Recently I started working in a Data Engineering project where I was assigned the task of learning about Apache Kafka and setting up an infrastructure to consume different feeds in real time. This was an amazing challenge to my skills, mainly because I’m not very experienced but also because my background is more related to Machine Learning than Data. So, as soon as I had set up everything, I was eager to show a bit on how I could manage to create a pipeline using Kafka, and maybe, be helpful to others that may go through for the same process in the future.
The idea is to show how to implement an end-to-end pipeline using Python and Amazon Managed Streaming for Apache Kafka (MSK).
Overall, streaming data empowers machine learning applications to operate in real-time, handle massive volumes of data, adapt to dynamic environments, detect anomalies, continually learn and improve, and provide personalized experiences. Its integration with machine learning enables the development of intelligent systems capable of making timely, data-driven decisions in today's fast-paced world.
So, what 's Kafka?
The best way to introduce it is by citing the Confluent web page.

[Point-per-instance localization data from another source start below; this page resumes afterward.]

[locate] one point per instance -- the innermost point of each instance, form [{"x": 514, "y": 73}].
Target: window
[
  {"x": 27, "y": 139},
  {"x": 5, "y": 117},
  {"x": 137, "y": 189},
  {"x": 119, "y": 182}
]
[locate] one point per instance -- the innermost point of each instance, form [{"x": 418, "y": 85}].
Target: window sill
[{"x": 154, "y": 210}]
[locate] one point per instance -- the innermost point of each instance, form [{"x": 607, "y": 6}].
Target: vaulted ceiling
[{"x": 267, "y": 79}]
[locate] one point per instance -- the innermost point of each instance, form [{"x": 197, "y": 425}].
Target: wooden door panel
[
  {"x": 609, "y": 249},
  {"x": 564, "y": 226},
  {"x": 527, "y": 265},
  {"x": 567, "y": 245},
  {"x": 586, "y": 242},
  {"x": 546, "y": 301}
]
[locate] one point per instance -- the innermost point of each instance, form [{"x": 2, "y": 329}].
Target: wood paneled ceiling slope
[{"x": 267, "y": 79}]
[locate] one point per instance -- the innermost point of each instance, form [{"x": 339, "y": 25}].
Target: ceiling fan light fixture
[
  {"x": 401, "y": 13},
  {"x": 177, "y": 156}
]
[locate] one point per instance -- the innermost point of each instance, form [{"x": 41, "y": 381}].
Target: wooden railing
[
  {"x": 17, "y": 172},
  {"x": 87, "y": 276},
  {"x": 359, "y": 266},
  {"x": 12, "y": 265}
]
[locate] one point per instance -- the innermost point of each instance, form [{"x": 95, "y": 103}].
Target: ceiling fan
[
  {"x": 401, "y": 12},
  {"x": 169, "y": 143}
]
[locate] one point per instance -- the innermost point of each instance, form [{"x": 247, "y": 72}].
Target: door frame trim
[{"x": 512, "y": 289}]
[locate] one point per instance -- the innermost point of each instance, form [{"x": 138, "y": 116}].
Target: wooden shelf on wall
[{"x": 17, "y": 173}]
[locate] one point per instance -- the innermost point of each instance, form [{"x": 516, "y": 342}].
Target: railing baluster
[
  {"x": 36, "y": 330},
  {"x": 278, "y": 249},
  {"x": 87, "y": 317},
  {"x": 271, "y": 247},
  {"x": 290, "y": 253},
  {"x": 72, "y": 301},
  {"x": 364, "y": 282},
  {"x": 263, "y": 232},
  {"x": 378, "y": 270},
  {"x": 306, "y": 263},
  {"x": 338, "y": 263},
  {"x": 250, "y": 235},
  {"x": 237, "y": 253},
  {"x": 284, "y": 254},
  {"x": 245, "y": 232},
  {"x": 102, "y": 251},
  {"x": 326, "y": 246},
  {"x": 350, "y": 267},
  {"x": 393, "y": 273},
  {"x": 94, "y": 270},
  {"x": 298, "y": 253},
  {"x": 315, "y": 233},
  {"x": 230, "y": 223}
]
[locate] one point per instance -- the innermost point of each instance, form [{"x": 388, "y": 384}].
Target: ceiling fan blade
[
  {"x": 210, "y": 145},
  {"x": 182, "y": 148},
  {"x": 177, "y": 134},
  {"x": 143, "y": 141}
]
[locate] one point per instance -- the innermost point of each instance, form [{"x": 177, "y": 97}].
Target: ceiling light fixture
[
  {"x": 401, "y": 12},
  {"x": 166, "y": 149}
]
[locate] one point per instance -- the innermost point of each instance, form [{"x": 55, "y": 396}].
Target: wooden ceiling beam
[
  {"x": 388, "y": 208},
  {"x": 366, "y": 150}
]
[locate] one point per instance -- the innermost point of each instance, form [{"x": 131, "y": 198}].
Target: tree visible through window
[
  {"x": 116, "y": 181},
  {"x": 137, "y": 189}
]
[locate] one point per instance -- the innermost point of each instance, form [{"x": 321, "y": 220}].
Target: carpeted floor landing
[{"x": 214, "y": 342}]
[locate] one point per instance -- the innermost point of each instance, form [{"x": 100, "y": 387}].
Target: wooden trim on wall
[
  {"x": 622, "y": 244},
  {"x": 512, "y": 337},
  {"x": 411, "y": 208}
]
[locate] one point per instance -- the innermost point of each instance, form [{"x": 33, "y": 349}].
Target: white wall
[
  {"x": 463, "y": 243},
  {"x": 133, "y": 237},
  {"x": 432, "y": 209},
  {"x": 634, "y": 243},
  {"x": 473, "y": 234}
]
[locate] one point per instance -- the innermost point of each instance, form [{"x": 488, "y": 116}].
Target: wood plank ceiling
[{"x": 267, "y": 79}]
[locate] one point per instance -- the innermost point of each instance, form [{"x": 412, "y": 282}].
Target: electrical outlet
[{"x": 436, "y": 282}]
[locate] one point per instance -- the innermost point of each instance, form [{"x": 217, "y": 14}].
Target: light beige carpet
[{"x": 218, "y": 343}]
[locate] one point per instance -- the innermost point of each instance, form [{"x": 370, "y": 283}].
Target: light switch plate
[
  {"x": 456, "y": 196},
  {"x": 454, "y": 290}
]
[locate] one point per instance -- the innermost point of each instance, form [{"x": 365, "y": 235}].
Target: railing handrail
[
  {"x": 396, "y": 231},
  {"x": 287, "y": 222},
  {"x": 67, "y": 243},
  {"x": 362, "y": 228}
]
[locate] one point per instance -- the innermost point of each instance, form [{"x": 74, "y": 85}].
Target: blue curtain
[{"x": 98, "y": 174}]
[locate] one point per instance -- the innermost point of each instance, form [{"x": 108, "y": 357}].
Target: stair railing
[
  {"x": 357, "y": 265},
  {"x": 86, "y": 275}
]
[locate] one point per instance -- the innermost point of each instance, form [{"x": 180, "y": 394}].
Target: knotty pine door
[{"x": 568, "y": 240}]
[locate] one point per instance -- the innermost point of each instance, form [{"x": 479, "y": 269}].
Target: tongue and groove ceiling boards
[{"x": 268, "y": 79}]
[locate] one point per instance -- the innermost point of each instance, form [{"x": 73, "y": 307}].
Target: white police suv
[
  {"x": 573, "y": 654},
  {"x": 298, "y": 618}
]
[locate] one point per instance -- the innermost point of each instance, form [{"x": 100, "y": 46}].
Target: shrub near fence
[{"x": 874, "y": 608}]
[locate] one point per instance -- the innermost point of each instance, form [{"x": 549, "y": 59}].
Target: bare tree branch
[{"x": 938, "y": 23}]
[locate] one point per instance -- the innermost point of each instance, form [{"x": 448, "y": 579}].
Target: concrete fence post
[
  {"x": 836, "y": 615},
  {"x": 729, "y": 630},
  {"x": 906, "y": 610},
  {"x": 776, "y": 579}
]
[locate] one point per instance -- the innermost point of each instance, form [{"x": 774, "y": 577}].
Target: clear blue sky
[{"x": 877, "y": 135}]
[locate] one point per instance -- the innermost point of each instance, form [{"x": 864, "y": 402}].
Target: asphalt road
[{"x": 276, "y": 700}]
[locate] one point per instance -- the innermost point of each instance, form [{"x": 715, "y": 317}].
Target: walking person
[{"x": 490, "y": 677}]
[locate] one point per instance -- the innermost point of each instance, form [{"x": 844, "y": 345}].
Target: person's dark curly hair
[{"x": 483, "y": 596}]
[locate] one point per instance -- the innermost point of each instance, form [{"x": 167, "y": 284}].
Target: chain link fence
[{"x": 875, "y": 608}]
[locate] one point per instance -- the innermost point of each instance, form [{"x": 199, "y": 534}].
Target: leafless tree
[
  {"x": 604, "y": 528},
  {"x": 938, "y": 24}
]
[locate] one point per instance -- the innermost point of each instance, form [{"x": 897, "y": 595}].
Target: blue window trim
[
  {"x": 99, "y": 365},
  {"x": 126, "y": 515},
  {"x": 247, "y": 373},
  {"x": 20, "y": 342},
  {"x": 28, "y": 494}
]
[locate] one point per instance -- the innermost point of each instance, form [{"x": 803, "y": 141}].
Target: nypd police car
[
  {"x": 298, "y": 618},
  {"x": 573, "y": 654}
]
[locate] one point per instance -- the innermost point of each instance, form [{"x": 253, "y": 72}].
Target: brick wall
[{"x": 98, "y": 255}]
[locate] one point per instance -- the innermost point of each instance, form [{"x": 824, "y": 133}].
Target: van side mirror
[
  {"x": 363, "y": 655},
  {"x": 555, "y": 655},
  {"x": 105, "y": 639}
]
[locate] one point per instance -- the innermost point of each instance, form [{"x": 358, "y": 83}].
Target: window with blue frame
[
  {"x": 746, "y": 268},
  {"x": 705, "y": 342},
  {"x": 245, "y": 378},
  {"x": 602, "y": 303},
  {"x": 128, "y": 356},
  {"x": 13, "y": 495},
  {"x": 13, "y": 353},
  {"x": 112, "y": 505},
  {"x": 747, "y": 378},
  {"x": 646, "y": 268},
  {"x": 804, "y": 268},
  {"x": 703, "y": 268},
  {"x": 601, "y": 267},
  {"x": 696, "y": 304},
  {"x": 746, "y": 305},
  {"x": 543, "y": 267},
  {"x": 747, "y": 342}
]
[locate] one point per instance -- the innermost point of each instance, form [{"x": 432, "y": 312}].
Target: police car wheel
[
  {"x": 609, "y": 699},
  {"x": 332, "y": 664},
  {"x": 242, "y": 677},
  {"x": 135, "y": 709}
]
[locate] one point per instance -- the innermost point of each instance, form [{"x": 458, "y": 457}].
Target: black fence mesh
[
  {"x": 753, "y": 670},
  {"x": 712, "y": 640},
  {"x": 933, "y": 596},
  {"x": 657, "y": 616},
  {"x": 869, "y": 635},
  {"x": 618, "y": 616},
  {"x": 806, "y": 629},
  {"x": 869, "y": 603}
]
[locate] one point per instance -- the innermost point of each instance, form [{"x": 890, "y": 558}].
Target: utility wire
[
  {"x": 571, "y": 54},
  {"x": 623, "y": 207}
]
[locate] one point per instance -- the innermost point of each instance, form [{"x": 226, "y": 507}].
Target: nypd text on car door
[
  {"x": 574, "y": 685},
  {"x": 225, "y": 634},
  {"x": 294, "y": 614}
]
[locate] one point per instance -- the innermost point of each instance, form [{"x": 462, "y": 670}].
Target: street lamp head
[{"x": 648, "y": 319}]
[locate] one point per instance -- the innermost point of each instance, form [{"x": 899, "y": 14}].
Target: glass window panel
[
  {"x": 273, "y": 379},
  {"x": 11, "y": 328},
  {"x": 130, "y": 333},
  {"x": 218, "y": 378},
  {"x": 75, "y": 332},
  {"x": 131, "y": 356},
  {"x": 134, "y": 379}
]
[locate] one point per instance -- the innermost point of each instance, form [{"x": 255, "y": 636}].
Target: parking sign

Apache Kafka is an open-source distributed streaming system used for stream processing, real-time data pipelines, and data integration at scale.[...] Kafka provides a system with high throughput, scalability, low latency, storage and availability, very useful in the world that we are living on, as real streaming data is fundamental today, for example, many apps that we use everyday use Kafka or have used Kafka, like LinkedIn, Uber, Spotify, and others.
Kafka provides three main functions to its users:
1. To publish (write) and subscribe to (read) streams of events, including continuous import/export of your data from other systems.
2. To store streams of events durably and reliably for as long as you want.
3. To process streams of events as they occur or retrospectively.
Now that we have an understanding of Kafka, let's delve into the pipeline we aim to establish. The primary objective of the pipeline is to consume data from a real-time streaming feed. Although we won't be building a specific application using this data in this article, you can utilize the pipeline to send data to a database, train machine learning models, or transform it for ETL processes.
To set up MSK, we will follow the tutorial provided by AWS, making a few modifications for our purposes.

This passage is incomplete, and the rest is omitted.